Derensili Sanches Fernandes

Personal information
- Date of birth: 28 May 2001 (age 25)
- Place of birth: Rotterdam, Netherlands
- Height: 1.78 m (5 ft 10 in)
- Position: Right winger

Team information
- Current team: Huddersfield Town
- Number: 30

Youth career
- 0000–2020: Excelsior
- 2020–2023: Utrecht

Senior career*
- Years: Team / Apps / (Gls)
- 2020: Excelsior / 0 / (0)
- 2020–2023: Jong Utrecht / 83 / (12)
- 2023: Utrecht / 3 / (0)
- 2023–2026: Excelsior / 97 / (19)
- 2026–: Huddersfield Town / 1 / (2)

= Derensili Sanches Fernandes =

Dutch footballer (born 2001)

Derensili Sanches Fernandes (born 28 May 2001) is a Dutch footballer who plays as a right winger for club Huddersfield Town.

==Career==
Fernandes started playing for Neptunus before joining up with the Excelsior youth academy.

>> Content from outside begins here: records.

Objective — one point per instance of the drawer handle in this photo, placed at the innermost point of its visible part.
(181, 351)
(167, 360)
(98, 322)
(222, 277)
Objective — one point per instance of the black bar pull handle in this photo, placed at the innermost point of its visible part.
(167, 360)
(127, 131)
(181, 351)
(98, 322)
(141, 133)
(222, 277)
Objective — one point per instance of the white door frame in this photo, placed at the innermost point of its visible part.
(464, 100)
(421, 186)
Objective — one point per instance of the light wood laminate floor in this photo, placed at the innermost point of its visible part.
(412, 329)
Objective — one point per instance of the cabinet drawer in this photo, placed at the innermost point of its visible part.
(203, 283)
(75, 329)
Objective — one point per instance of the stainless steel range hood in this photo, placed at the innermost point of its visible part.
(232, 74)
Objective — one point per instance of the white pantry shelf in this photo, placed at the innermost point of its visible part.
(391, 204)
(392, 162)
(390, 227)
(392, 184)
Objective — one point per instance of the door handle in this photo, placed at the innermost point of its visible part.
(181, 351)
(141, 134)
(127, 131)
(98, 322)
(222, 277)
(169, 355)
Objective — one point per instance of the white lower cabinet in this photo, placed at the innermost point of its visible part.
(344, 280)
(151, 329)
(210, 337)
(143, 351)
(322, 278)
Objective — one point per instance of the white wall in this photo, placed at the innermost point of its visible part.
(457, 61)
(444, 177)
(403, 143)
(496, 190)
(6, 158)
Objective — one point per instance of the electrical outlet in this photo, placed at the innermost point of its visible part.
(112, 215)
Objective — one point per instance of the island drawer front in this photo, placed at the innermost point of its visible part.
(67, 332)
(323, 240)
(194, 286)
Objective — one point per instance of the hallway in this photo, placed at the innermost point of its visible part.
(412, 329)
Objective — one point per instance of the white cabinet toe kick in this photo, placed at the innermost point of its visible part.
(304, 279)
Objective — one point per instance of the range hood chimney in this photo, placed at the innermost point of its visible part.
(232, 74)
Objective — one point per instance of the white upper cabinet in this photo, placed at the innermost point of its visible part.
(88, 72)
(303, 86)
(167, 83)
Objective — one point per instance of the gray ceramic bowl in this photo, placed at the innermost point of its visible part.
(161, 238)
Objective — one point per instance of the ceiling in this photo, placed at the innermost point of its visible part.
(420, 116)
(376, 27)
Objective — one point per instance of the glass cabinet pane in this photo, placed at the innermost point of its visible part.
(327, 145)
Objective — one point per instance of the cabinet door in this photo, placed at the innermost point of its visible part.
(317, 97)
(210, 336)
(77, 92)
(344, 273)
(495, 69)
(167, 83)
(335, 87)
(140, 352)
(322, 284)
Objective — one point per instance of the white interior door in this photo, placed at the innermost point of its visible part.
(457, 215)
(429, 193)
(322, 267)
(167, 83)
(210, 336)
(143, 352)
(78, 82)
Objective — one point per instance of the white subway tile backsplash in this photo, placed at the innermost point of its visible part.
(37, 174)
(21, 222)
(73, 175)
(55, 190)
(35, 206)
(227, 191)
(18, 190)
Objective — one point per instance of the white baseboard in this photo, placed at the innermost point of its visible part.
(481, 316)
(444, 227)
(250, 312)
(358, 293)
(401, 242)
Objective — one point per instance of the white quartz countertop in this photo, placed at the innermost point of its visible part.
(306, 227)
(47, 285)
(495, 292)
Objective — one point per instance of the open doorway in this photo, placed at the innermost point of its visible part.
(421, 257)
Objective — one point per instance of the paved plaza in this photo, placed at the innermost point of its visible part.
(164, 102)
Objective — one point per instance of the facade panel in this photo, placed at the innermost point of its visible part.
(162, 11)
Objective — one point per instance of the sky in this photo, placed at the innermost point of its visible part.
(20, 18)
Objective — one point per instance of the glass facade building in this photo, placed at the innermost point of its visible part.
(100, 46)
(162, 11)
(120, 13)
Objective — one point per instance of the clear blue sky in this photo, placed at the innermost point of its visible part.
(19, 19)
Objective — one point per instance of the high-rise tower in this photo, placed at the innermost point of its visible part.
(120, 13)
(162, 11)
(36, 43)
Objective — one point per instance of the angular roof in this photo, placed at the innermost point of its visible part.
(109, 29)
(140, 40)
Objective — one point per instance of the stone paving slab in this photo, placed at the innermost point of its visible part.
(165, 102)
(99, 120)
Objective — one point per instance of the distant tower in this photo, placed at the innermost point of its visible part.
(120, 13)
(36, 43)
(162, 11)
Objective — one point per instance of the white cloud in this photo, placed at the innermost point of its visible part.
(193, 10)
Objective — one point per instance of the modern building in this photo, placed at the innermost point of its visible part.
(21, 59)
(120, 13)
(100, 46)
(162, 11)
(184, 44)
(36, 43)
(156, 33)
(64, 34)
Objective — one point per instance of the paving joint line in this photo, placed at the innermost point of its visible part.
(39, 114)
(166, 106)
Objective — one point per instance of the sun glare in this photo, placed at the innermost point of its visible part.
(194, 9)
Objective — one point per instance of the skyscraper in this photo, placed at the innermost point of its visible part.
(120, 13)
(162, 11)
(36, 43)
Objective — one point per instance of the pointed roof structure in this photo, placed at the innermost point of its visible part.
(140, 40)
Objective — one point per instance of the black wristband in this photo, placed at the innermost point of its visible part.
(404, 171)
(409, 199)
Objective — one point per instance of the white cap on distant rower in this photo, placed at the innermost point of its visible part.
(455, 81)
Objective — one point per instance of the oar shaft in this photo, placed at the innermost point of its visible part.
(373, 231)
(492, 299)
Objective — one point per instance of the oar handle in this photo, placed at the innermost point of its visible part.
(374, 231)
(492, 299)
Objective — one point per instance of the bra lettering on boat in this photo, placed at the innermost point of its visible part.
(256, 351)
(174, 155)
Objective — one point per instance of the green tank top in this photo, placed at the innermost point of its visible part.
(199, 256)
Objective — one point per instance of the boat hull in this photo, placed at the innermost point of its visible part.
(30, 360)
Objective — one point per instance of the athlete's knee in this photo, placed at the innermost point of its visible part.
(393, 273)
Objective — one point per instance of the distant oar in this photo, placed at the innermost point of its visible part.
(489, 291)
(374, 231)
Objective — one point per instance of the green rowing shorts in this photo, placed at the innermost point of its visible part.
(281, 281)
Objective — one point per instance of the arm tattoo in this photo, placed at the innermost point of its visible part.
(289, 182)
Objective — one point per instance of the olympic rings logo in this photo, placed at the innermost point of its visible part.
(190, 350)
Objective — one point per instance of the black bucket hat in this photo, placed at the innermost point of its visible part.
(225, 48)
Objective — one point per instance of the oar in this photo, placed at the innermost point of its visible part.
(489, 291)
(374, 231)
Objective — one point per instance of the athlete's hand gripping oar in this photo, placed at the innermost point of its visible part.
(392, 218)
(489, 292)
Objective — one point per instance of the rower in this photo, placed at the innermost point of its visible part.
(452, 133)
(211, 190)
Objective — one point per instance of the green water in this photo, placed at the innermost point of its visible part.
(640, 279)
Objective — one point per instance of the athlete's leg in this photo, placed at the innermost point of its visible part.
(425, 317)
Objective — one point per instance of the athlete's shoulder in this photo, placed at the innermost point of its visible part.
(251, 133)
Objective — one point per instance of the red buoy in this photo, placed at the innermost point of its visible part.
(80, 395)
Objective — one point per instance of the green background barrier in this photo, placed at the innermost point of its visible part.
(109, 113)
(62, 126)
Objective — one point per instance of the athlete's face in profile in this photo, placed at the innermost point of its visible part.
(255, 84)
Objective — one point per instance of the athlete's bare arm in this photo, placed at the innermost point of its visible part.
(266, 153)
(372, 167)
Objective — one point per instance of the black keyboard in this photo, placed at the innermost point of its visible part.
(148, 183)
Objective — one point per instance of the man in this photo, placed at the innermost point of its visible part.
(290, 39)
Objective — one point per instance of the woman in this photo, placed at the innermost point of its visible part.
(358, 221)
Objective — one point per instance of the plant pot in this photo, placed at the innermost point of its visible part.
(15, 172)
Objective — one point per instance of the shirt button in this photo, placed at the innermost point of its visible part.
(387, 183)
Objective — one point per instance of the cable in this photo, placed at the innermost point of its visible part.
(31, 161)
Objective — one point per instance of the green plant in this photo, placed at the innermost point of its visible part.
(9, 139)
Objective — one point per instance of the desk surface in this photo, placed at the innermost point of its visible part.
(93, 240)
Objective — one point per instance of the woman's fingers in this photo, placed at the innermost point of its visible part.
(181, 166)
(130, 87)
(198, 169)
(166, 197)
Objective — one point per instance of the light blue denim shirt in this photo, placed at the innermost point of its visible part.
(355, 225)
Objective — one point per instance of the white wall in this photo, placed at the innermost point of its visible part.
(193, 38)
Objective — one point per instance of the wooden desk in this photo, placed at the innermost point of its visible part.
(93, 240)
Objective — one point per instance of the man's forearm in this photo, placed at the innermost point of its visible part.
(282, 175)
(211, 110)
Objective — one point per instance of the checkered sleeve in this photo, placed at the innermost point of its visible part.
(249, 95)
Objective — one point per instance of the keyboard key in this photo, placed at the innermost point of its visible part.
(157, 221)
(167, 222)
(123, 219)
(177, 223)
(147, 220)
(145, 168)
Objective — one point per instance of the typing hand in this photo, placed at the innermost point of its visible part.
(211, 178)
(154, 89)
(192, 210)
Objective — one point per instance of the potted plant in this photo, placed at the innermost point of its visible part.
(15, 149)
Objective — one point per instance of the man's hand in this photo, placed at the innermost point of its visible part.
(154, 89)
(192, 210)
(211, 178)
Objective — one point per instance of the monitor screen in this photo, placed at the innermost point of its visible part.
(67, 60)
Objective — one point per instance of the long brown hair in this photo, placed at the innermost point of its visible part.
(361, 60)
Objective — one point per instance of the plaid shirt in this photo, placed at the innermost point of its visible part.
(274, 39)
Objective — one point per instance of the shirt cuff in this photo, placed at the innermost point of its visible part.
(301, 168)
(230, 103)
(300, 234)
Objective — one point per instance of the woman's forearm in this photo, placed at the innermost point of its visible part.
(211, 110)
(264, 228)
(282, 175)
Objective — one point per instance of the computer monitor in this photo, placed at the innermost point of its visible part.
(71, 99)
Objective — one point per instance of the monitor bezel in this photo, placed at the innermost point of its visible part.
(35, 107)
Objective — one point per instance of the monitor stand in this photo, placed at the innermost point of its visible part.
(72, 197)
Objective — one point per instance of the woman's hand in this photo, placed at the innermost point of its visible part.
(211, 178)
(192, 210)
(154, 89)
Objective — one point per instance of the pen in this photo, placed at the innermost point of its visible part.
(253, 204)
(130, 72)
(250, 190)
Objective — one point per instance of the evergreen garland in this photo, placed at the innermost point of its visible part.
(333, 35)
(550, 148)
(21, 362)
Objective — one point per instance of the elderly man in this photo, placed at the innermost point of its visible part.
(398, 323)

He was moved to Excelsior's senior squad early in the 2020–21 season, but remained on the bench and did not make his professional debut.

In October 2020, he moved to Utrecht from Excelsior, signing a two-year deal with an option to extend it to the summer of 2023.

Fernandes made his debut for Utrecht in the Eredivisie in a 5–5 draw against AZ on 28 January 2023.

On 15 July 2023, Fernandes returned to Excelsior on a three-year deal.

On 21 July 2026, Fernandes signed a four-year contract at EFL League One club Huddersfield Town for an undisclosed fee. On 15 August 2026, Fernandes would score twice in his debut for Huddersfield in a 3–0 win over AFC Wimbledon.

==Personal life==
Born in the Netherlands, Sanches Fernandes is of Cape Verdean descent.